Can we simplify Dynamic?
ekmett at gmail.com
Tue Sep 29 15:44:36 UTC 2015
They aren't perfect, but if you find an SHA collision you have a
publishable result. ;)
On Tue, Sep 29, 2015 at 11:11 AM, David Feuer <david.feuer at gmail.com> wrote:
> The potential for increased speed in limited applications was really just
> a happy side effect. I was mostly thinking about reducing the extent of the
> trusted code base and separating it more thoroughly from the rest. Another
> feature that you may or may not be able to reproduce with your current
> design is that it's possible to check types (slowly) with a higher degree
> of confidence than a system offering only testing up to fingerprint
> equivalence--hash functions aren't perfect.

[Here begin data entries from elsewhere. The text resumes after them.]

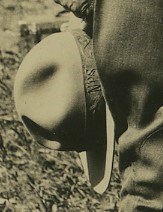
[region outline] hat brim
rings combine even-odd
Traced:
[[[106,105],[106,148],[79,153],[86,177],[93,189],[102,194],[107,189],[113,167],[114,121]]]

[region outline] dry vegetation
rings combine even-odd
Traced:
[[[0,1],[0,211],[118,211],[120,180],[114,172],[104,195],[87,182],[77,153],[39,147],[15,112],[13,82],[31,41],[19,36],[18,21],[55,18],[52,0]]]

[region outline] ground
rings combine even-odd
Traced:
[[[110,187],[99,195],[87,182],[78,154],[38,146],[14,108],[14,77],[33,45],[31,40],[22,45],[20,24],[53,20],[56,8],[52,0],[0,1],[0,211],[116,212],[120,190],[117,151]]]

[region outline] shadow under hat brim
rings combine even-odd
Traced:
[[[102,194],[107,189],[113,166],[114,121],[106,105],[106,145],[79,153],[86,177],[93,189]]]

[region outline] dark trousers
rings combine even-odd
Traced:
[[[116,125],[120,211],[163,211],[163,1],[97,0],[93,39]]]

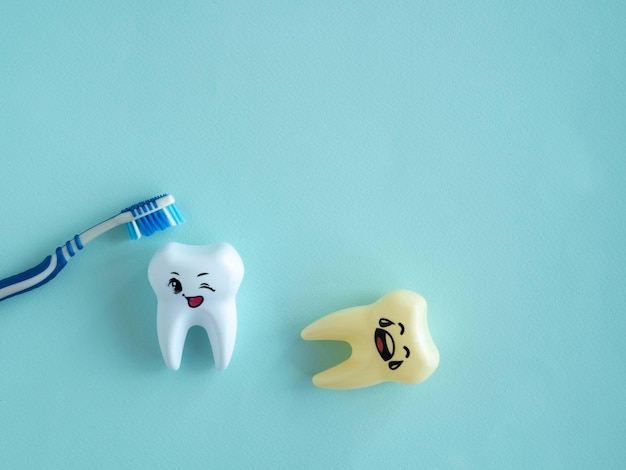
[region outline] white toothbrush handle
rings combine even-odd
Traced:
[[[35,289],[54,279],[76,252],[82,250],[94,238],[118,225],[129,224],[130,237],[137,239],[142,234],[149,236],[157,230],[163,230],[182,222],[183,218],[174,206],[174,196],[170,194],[135,204],[124,209],[120,214],[85,230],[80,235],[75,235],[72,240],[58,247],[54,254],[46,257],[34,268],[0,280],[0,301]]]
[[[76,235],[34,268],[0,280],[0,301],[35,289],[54,279],[65,267],[67,260],[82,250],[83,246],[80,237]]]

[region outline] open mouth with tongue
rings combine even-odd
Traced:
[[[202,302],[204,302],[204,297],[202,297],[201,295],[198,295],[196,297],[185,297],[185,299],[187,299],[187,305],[189,305],[189,308],[199,307],[200,305],[202,305]]]
[[[374,342],[376,343],[376,350],[380,357],[383,358],[383,361],[388,361],[393,357],[396,346],[393,336],[387,333],[387,331],[382,328],[376,328],[376,331],[374,331]]]

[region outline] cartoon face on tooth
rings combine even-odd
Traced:
[[[376,328],[376,330],[374,330],[374,344],[376,346],[376,350],[378,351],[381,359],[387,362],[389,369],[396,370],[402,365],[404,359],[408,359],[411,355],[411,351],[408,346],[404,345],[400,347],[399,343],[396,344],[396,340],[399,340],[402,335],[404,335],[404,324],[402,322],[398,322],[396,325],[396,323],[388,318],[380,318],[378,320],[378,325],[380,328]],[[396,327],[395,339],[394,334],[391,332],[393,327]],[[396,356],[396,351],[399,354],[402,354],[403,358],[391,361],[391,359]]]
[[[235,298],[244,267],[228,243],[168,243],[152,257],[148,279],[157,297],[157,331],[163,359],[180,367],[187,331],[203,327],[218,369],[231,359],[237,333]]]
[[[215,292],[215,289],[211,287],[208,282],[200,282],[200,280],[198,279],[203,278],[204,276],[208,276],[209,273],[198,273],[195,279],[190,279],[189,283],[187,282],[187,280],[185,280],[185,286],[190,286],[189,290],[187,290],[187,295],[185,295],[185,292],[183,291],[183,284],[180,280],[181,275],[176,271],[172,271],[170,274],[173,277],[170,278],[167,285],[172,288],[172,292],[174,293],[174,295],[180,294],[185,300],[187,300],[187,305],[189,305],[189,308],[197,308],[202,305],[202,302],[204,302],[203,295],[191,296],[189,295],[189,292],[193,291],[194,289],[207,289],[211,292]]]

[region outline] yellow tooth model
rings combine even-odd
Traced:
[[[313,377],[322,388],[360,388],[387,381],[415,384],[439,365],[439,351],[428,331],[426,300],[408,290],[326,315],[301,336],[346,341],[352,347],[348,359]]]

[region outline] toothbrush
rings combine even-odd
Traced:
[[[137,240],[183,223],[174,205],[174,196],[163,194],[124,209],[120,214],[105,220],[68,240],[34,268],[0,280],[0,301],[27,292],[52,280],[65,267],[67,261],[94,238],[118,225],[126,224],[128,235]]]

> On Sep 29, 2015 9:47 AM, "Richard Eisenberg" <eir at cis.upenn.edu> wrote:
>> On Sep 28, 2015, at 9:42 PM, David Feuer <david.feuer at gmail.com> wrote:
>> I forgot to thank you and the rest for your tremendous work on this! I
>> know you said the page is a bit out of date, but I had an idea about
>> fingerprints you may want to consider if you haven't already. In
>> particular, the wiki page indicates that TTypeRep would have to be abstract
>> to prevent fingerprint forgeries, but I don't think that's necessarily
>> correct. I would think you could instead index the Fingerprint# type with
>> the type it identifies. You'd probably want to add a new magical
>> Fingerprinted class to produce fingerprints, and a magic function to use
>> them. The fingerprints could actually be used completely independently to
>> improve performance in contexts where the full power of TTypeRep isn't
>> required. Then the TTyperep nodes could hold Fingerprint#s, but themselves
>> be concrete. Presumably, Fingerprinted => Typeable. Maybe this idea is
>> crazy, but I figured I'd put it out there.

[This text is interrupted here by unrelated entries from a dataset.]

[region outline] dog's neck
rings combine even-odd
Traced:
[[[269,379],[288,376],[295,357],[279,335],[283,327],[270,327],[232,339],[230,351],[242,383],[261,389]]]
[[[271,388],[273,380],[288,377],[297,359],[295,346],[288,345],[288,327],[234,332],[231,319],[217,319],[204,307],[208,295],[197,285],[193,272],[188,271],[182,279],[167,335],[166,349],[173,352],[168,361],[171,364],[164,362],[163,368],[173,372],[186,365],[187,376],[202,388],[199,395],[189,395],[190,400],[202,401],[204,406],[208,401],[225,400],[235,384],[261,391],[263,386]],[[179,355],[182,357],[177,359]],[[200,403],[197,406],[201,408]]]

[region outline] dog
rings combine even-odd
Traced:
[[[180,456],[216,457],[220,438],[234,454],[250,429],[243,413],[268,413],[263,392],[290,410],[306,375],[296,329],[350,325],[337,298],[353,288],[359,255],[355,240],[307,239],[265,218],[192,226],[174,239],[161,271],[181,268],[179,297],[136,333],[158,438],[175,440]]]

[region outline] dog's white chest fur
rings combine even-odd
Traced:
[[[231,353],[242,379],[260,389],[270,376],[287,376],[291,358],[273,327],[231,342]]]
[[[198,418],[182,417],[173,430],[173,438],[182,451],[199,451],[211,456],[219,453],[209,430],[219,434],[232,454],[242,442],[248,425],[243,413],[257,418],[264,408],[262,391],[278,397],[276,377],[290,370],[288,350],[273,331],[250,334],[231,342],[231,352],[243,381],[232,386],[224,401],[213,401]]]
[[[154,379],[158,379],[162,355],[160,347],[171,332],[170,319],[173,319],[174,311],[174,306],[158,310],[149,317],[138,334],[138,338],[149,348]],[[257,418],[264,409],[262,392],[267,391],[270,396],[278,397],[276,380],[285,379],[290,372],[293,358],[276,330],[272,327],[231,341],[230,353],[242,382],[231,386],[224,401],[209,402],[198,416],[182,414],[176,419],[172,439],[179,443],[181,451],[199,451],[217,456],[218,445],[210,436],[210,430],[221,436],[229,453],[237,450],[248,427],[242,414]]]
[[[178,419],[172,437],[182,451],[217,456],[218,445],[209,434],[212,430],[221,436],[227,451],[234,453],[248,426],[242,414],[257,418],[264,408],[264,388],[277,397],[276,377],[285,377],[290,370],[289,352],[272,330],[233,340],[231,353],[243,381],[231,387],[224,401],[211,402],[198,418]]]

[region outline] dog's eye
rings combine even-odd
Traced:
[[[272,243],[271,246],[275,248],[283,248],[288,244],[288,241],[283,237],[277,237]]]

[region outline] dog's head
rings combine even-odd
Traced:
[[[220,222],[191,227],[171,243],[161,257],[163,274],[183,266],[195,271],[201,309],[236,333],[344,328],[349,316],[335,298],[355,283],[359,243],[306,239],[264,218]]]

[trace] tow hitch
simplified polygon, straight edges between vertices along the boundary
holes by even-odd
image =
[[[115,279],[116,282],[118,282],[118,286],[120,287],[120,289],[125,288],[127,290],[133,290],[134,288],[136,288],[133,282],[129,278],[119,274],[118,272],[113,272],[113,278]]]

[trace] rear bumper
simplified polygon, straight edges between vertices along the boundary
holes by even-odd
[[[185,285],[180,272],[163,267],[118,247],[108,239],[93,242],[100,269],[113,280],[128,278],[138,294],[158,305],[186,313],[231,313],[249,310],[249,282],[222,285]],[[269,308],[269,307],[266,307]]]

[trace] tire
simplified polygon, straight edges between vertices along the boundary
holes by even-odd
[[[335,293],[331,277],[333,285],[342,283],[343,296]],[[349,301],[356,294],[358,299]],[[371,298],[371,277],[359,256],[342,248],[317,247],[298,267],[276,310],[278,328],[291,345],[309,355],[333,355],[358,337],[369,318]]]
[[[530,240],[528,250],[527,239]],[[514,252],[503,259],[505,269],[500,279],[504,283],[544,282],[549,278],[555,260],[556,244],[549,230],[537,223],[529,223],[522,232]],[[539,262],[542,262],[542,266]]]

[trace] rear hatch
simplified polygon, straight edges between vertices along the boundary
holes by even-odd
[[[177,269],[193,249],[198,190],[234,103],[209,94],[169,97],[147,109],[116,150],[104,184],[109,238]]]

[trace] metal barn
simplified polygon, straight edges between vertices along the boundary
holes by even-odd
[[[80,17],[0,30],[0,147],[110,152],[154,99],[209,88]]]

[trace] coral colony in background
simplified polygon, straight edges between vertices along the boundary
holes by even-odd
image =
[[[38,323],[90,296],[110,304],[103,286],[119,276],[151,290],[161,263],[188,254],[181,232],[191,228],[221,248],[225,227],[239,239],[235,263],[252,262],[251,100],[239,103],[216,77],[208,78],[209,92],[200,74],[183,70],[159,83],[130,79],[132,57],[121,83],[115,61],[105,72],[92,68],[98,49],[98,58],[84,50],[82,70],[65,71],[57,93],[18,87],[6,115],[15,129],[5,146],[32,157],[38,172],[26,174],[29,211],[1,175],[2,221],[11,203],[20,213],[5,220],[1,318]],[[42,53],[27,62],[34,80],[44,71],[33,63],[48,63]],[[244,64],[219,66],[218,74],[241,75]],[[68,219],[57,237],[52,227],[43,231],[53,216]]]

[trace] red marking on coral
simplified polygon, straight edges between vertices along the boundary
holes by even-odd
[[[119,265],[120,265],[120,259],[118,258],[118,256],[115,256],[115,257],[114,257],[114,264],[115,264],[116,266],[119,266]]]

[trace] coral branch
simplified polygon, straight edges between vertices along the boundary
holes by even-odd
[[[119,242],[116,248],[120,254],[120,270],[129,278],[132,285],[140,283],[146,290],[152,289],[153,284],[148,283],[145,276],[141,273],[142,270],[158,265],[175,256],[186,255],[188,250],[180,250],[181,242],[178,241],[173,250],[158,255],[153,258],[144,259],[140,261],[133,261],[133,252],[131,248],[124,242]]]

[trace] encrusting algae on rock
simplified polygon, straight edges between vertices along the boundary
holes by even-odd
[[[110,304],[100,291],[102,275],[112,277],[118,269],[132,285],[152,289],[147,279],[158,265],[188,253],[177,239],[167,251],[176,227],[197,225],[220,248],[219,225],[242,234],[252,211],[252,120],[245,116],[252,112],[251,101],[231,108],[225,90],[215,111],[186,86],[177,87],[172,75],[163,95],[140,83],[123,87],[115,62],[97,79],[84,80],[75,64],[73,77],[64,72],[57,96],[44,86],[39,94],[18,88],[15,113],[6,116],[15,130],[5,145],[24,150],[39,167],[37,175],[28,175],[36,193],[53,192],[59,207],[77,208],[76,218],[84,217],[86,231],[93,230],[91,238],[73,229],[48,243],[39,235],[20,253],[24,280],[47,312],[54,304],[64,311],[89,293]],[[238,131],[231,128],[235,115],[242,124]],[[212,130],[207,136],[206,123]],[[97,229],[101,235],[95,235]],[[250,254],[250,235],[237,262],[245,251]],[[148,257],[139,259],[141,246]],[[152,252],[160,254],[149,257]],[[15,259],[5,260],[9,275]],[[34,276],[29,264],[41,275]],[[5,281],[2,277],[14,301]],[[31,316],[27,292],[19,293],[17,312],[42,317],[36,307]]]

>> So, to paraphrase, this seems to propose two separate, similar mechanisms
>> for almost the same thing: Fingerprinted/Fingerprint# is just like
>> Typeable/TTypeRep, except that the former is not decomposable. In exchange,
>> working with the former might be faster.

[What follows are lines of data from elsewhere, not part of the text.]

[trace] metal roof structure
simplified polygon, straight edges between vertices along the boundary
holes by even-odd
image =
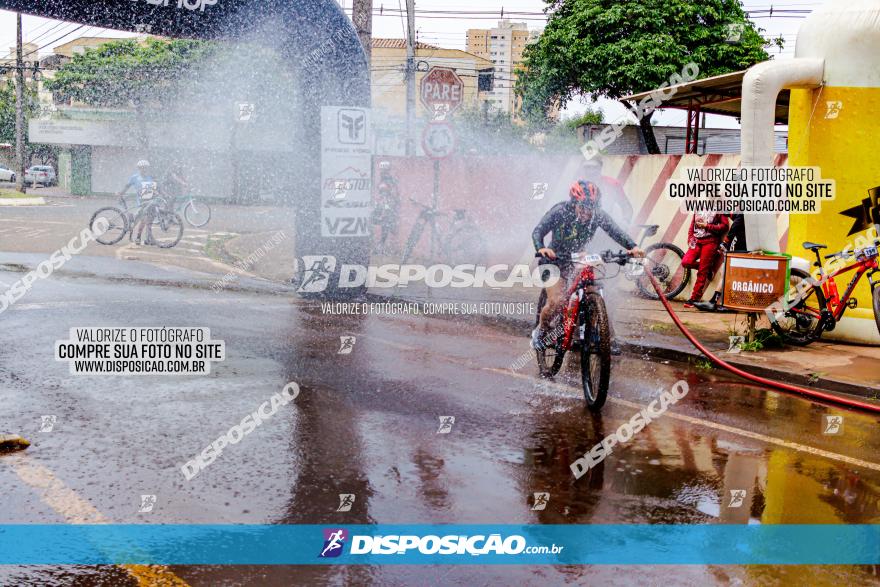
[[[675,95],[663,101],[663,108],[687,110],[699,106],[700,112],[720,114],[722,116],[739,117],[742,107],[742,80],[746,75],[742,70],[715,77],[707,77],[696,81],[671,86]],[[621,98],[621,102],[638,103],[651,95],[651,90],[639,94],[631,94]],[[776,123],[788,124],[788,103],[790,92],[782,90],[776,100]]]
[[[687,111],[686,153],[696,153],[700,137],[700,114],[720,114],[739,118],[742,110],[742,82],[746,75],[742,70],[724,75],[716,75],[696,81],[665,88],[664,92],[675,90],[675,94],[664,100],[662,108],[675,108]],[[643,99],[657,90],[630,94],[620,99],[635,107]],[[791,92],[782,90],[776,98],[776,123],[788,124],[788,105]]]

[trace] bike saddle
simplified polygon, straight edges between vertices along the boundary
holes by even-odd
[[[636,224],[636,228],[644,229],[645,236],[654,236],[660,230],[659,224]]]
[[[810,241],[807,241],[804,243],[804,248],[808,251],[816,252],[819,249],[827,249],[828,245],[820,245],[819,243],[811,243]]]

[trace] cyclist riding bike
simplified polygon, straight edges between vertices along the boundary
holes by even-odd
[[[549,330],[549,324],[565,304],[565,292],[574,275],[571,254],[582,251],[593,240],[598,229],[605,231],[633,257],[645,256],[635,241],[602,210],[599,186],[591,181],[579,180],[572,184],[568,195],[568,201],[553,206],[532,232],[535,250],[542,257],[540,264],[555,264],[561,276],[556,284],[545,290],[547,304],[541,310],[539,324],[532,332],[532,346],[535,349],[544,344],[542,340]],[[544,238],[548,234],[552,234],[550,246],[545,246]]]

>> I agree that this might work, but I'm not sure the extra layer of
>> complexity pays its weight. Do you have an example where you think this
>> would matter in a large way? (that is, comparing type representations in a
>> tight loop)
>> Also, we've made a solid restructuring of TypeRep since we last updated
>> that page. (When we're done writing the paper [next week?] we'll update the
>> page.) In its new form, TypeRep is decidedly abstract, but there is no more
>> TyCon type. Instead, some TypeReps are splittable and some aren't.